Von 1991 bis 31. März 2017 war Zühlke Inhaber des Lehrstuhls für Produktionsautomatisierung (pak) an der Technischen Universität Kaiserslautern. 1998 gründete er hier das Zentrum für Mensch-Maschine-Interaktion (ZMMI), welches Forschungen und Dienstleistungen auf dem Gebiet der Gestaltung von Mensch-Maschine-Systemen für industrielle Anwendungen erbringt.[2]

Von 2009 bis zum 31. Mai 2017 leitete er den Forschungsbereich Innovative Fabriksysteme (IFS) am Deutschen Forschungszentrum für Künstliche Intelligenz (DFKI) GmbH.[3]

Zühlke ist Hauptinitiator der Technologie-Initiative SmartFactory KL e.V.[4]

Er war Mitgründer des europäischen Dachverbands SmartFactory-EU EWIV mit Sitz in Kaiserslautern, dessen Gründungsgeschäftsführer er ist. Dieser Verband bietet eine Plattform für die Kooperation und Information.

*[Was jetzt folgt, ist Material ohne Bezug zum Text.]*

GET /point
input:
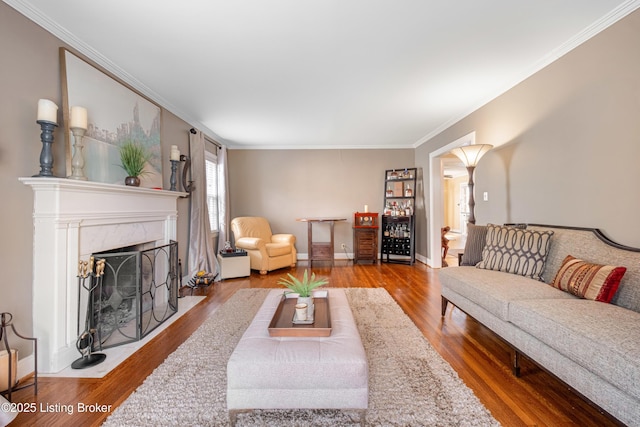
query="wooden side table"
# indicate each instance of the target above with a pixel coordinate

Seine Bestrebungen in allen Forschungsbereichen gelten dem Transfer des Prinzips des „Internets der Dinge“ in das Fabrikumfeld: der „Factory-of-Things“.[5]

Rufe

  • 1998: Ruf auf den Lehrstuhl für Produktionssysteme an der Ruhr-Uni Bochum.
  • 2002: Ruf auf die Leitung des Fraunhofer-Instituts für Informations- und Datenverarbeitung IITB in Karlsruhe verbunden mit einer Professur für Interaktive Echtzeitsysteme an der Universität Karlsruhe.

Auszeichnungen

Ehrenämter

  • Chairman des IFAC CC 4 on Mechatronics, Robotics and Components und Mitglied des Technical Board.
  • 2002–2008: Chairman des International Federation of Automatic Control – IFAC TC 4.5 on Human-Machine-Systems.
  • 2005–2019: Vorstandsvorsitzender der Technologie-Initiative SmartFactory KL e.V.; seit 2019: Ehrenmitglied des Vorstandes der SmartFactory-KL
  • Obmann des VDI/VDE-GMA Fokusprojektes „Ambient Intelligence in der Automatisierung“.
  • Wissenschaftlicher Leiter des USEWARE-Kongresses.
  • Mitglied des Rates der Gouverneure des the Manufacturing Leadership Council.[13]
  • Mitglied des wissenschaftlichen Beirats der Plattform Industrie 4.0.[14]
  • Anfang 2016 von der rheinland-pfälzischen Ministerpräsidentin Malu Dreyer zum Wissenstransferbotschafter ernannt.[15]

Beiratstätigkeiten

  • Am 30. Juni 2015 vom Manufacturing Leadership Council (USA), in das board of governors (Direktorium) gewählt.[16]
  • Im Dezember 2015 von der österreichischen Regierung zum Beirat der FTI-Initiative „Produktion in der Zukunft“ ernannt.[17]

Werke (Auswahl)

  • Useware-Engineering für technische Systeme, Springer Verlag, 2004.
  • Der intelligente Versager – Das Mensch-Technik-Dilemma, Primus Verlag, 2005.
  • SmartFactoryKL – A Vision becomes Reality. Keynote Paper Moscow, 13th IFAC Symposium on Information Control Problems in Manufacturing, 2009.
  • SmartFactory — Towards a factory-of-things, IFAC Annual Reviews in Control, Volume 34, 2010.
  • Model-Driven Development of Advanced User Interfaces, Springer Verlag, 2011.
  • Die Smart Factory für individualisierte Kleinserienfertigung. In: Gunther Reinhart. Handbuch Industrie 4.0: Geschäftsmodelle, Prozesse, Technik. Chapter 6, Pages 691-707, Carl Hanser Verlag, München, 2017.